It's funny ... we spend decades of man-brain power, and probably billions in tech evolution, in order to sample and eventually predict the environment.

Spend 10 minutes over a cup of coffee doubting what it tells us as over-cooked conceited hams - lol.

I've done it too...  Sometimes I admit that I just don't like the look of x-y-z handling in a-b-c model run.  'That's not gonna do that.'  'What's this f'n model doing out of nowhere with this'    Pick the tossing internal monologue...

Thing is, sometimes .. yeah, we are right to doubt. Certainly, pushing standard deviations should strain believability and force some thought. Heh.

But I have noticed just like 2007, .. "Ida" ... just because the specter of model cinema can't be so, is no M.O.

Yeah I agree with you fully.  Many times after an event folks are like “wtf just happened?” And in fact it was modeled very well, we just chose not to believe it.  Like a high wind event where the 10-m wind progs show 60-70mph gusts but we see that in a lot of events that never materialize…. Until that one event levels forests and knocks out power for a week.

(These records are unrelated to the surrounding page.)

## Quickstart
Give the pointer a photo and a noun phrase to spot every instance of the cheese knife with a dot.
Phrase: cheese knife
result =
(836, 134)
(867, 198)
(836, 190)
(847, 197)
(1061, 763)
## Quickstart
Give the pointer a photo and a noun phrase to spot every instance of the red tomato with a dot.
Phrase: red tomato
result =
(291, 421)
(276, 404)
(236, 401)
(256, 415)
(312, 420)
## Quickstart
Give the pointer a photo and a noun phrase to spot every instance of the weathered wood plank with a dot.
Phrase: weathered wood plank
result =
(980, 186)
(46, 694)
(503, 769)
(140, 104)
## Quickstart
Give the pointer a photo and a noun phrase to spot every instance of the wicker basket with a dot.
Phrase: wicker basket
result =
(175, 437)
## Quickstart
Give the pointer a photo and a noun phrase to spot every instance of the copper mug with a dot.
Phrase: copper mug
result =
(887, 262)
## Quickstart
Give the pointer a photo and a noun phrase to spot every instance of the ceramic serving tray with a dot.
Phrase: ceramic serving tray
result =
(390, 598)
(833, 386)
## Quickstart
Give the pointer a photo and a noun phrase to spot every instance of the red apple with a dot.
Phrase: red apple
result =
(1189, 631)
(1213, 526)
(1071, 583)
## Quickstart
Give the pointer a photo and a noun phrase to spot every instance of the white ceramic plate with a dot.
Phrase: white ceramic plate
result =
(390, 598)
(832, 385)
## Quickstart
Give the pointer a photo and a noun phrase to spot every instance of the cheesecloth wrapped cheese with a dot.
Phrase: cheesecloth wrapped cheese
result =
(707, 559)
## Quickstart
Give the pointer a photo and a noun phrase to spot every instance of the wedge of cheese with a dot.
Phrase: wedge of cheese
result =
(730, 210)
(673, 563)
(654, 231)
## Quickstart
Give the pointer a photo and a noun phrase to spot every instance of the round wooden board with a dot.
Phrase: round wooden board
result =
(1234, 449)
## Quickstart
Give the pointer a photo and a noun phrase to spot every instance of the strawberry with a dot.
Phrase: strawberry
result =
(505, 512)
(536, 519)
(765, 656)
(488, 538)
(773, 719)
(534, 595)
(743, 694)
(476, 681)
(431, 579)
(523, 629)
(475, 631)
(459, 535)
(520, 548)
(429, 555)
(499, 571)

Then when folks are like that was poorly modeled, someone will have the ECMWF surface wind progs showing devastation from 5 days out.  We just mentally toss those so often that one will slip through.

 Same with big ice… how many random model ice maps of 1-3” do we see in a winter on those vendor maps with numbers like 1.53” and 2.09” ice dotting the stations?  Plenty.  One of them will be correct sometime :lol:.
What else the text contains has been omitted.